The set-ups come from a very natural place. I'll usually start with the food, observing what's in season at the farmers market, considering what I've shot before. Or I think about iconic American foods, like Oreo cookies or Twinkies, and how an image of those things might tap into someone's early memory (or current closet addiction/supermarket guilty pleasure). I also consider how I can populate those images with figures with a context that makes sense. By now I have quite a little community of figures that I use, and I keep adding to the arsenal all the time. So that's a big factor: finding a clever match for what I want to shoot. These images look simple but can be tedious to set-up. I'll often try to do multiple set-ups over a few hours. Some go quickly. Others take longer. I'll work out lighting and depth-of-field.

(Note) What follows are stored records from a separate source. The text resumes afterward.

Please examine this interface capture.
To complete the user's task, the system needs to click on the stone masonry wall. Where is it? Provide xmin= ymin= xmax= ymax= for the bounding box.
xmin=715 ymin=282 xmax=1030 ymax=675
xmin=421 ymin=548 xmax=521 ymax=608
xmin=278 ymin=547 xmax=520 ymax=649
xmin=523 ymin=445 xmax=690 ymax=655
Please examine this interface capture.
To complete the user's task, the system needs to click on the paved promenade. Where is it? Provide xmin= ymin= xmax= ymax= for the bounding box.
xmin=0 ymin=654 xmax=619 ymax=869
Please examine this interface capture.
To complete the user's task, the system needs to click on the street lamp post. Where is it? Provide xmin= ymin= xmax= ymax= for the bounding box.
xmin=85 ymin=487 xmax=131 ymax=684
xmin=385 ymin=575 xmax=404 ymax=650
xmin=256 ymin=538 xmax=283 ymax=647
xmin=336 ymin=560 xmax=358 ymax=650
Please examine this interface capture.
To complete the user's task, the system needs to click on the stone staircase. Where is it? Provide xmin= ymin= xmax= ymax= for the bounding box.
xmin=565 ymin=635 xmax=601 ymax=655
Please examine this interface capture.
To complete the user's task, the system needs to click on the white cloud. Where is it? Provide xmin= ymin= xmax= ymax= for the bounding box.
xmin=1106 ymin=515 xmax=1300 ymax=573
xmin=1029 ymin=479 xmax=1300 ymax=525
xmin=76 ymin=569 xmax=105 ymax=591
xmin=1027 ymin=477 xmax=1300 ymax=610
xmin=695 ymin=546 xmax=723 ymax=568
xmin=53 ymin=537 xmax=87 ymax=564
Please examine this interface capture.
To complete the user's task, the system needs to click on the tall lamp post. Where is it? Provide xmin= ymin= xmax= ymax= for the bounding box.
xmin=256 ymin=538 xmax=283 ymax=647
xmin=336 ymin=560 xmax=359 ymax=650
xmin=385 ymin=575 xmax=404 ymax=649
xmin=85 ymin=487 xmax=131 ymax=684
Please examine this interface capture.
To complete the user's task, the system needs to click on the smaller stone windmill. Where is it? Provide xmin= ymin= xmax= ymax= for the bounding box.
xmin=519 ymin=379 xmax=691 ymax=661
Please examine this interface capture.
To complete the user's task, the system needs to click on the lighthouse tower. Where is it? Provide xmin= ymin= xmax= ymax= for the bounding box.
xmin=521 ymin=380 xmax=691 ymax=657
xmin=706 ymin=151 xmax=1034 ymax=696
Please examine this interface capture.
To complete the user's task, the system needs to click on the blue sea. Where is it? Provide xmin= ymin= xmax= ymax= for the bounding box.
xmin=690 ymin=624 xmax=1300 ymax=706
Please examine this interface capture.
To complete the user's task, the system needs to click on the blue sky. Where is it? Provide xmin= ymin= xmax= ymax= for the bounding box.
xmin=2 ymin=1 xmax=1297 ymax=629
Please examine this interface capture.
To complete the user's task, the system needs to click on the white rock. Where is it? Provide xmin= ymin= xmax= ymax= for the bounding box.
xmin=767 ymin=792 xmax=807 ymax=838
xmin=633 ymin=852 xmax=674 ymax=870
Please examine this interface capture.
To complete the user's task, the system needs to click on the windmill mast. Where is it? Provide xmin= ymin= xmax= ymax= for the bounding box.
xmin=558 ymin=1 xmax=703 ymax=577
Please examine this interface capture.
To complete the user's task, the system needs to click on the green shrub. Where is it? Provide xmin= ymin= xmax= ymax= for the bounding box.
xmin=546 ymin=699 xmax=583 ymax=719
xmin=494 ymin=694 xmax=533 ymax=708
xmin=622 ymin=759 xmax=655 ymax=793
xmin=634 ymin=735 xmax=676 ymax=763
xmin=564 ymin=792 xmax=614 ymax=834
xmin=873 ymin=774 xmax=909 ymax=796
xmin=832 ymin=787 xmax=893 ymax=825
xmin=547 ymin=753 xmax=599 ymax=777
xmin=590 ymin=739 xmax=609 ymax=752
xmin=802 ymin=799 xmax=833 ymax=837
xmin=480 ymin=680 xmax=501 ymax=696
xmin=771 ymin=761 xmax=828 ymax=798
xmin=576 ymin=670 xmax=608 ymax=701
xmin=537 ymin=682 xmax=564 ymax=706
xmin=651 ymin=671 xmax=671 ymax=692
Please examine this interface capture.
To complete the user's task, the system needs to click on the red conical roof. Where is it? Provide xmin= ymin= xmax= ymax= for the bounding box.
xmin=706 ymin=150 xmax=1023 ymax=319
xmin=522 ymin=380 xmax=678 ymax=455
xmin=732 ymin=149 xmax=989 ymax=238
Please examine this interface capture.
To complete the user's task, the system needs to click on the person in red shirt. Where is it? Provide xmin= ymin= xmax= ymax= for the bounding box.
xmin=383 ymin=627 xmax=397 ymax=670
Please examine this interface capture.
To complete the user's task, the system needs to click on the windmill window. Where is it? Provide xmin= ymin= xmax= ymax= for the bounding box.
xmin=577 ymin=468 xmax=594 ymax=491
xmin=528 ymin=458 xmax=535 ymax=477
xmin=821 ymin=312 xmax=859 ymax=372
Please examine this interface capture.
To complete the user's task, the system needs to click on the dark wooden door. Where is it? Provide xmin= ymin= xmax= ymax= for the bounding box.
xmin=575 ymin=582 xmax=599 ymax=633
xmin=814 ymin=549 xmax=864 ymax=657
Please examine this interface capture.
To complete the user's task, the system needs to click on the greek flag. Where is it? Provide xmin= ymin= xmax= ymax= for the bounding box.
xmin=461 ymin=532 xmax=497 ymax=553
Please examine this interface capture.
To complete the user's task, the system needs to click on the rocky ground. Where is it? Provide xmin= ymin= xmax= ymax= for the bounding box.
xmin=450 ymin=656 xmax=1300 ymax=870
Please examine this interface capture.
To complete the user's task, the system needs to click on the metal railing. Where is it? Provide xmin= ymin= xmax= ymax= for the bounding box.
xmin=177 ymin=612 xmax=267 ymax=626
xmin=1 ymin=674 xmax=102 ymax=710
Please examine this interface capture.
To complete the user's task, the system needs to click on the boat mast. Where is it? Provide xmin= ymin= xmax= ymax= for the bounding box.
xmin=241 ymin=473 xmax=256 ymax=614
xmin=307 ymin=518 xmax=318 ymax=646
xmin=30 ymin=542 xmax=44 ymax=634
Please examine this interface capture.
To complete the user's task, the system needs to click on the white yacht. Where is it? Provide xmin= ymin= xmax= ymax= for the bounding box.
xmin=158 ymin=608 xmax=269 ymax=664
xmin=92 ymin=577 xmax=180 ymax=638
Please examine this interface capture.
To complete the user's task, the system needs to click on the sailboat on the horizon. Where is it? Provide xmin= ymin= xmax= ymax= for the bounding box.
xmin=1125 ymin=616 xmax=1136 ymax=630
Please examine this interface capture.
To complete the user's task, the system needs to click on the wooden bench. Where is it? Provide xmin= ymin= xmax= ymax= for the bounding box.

There is a certain corner of my studio that I tend to use for this project. We have a lot of overcast days here in Seattle so it has marvelous, diffused light. I try to use available light as much as possible, though if I'm still working in winter as the evening approaches I'll very rarely set up a couple of off-camera slaves to add light. Sometimes a set-up just doesn't work the way I had hoped and I'll change the orientation of the background and/or the figures.
The figures in this work are all hand-painted and their meticulous detail is a big part of why the images work. On occasion I'll re-paint or modify figures to suit my purposes. They’re designed to be glued down so they don't stand on their own. The trick is getting them arranged. A lot of food is soft so I can use a toothpick to make a small hole into which I can insert one of the feet. Other times I use agave nectar or a proprietary putty to get the feet to stand on hard surfaces. Most of the process is enjoyable, from getting the idea, or seeing a food product – that would make a good backdrop – to actually setting it up in my studio and shooting it while I'm rocking out to music.
Other than some light and color adjustment, the images are not heavily manipulated with image processing software. The food I use is even totally real. Especially with commercial food photography there is a lot of cheating, for instance, using white glue in place of milk or glass cubes instead of ice. But I don't really need to cheat with the food either. It is not always something you'd want to eat at the end of the shoot. But it is real.